The Charlotte News

Friday, August 19, 1938

FIVE EDITORIALS

Site Ed. Note: "A Little Exaggerated" suggests by reverse implication that which in part may have lain behind the administration's political purge of certain pols in the South, pols entrenched for the long ride, and despite their basic support for New Deal principles.

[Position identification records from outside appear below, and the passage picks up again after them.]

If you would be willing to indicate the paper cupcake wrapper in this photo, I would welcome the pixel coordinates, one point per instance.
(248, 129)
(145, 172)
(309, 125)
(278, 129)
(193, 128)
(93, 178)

"Dewey Is the Name" asserts correct predictions for the prosecutor's ride to the top of the Republican ticket by 1944, as well again in 1948--the year he became President, at least in Chicago. It is a bit of the irony of history that Harry Truman, who came through the local ranks endowed by the Pendergast political machine out of Kansas City, has ultimately received the seal of approval from history for his years in the White House, while Dewey, the tireless fighter of corruption, who made his reputation cleaning out the royal seat of political machines, Tammany Hall, is remembered, by and large, only for an erroneous headline, a pronounced gap in his front teeth, a moustache, and an otherwise ignominious departure from the public stage in defeat twice in succession for the highest office, the second to an upstart with a high school diploma, two-term Senator, less than three months as Vice-President, before being thrust into the position of not only the ordinary weight of the Presidency but that of the dubious task of ending the War in the Pacific and doing so quickly on the heels of the victory by the Allies in Europe. With this upstart, however, having accomplished that in four months, and having presided over the Marshall Plan to rebuild Europe, and MacArthur's work in Japan, through the ensuing three years, one wonders historically what the country was thinking in 1948 that the election was ever much in doubt. But with a Civil Rights plank in the Democratic platform and a civil rights bill being promulgated by the administration, as well perhaps the idea of being tired of New Deal-Fair Deal changes to the society wrought over 16 years, suspicions that they were luring the country into socialism, sneaking fears in some of communists in the government, in the drinking water, the answer becomes clearer, perhaps, especially as the Republicans put forth a formidable challenger in Dewey. Nevertheless, "Dewey Is the Name" is scarcely recognized now as any header worth remembering, save perhaps by the headline, to most, except the finely politically astute, while the name of Truman remains, ever more impressively to most, a household word.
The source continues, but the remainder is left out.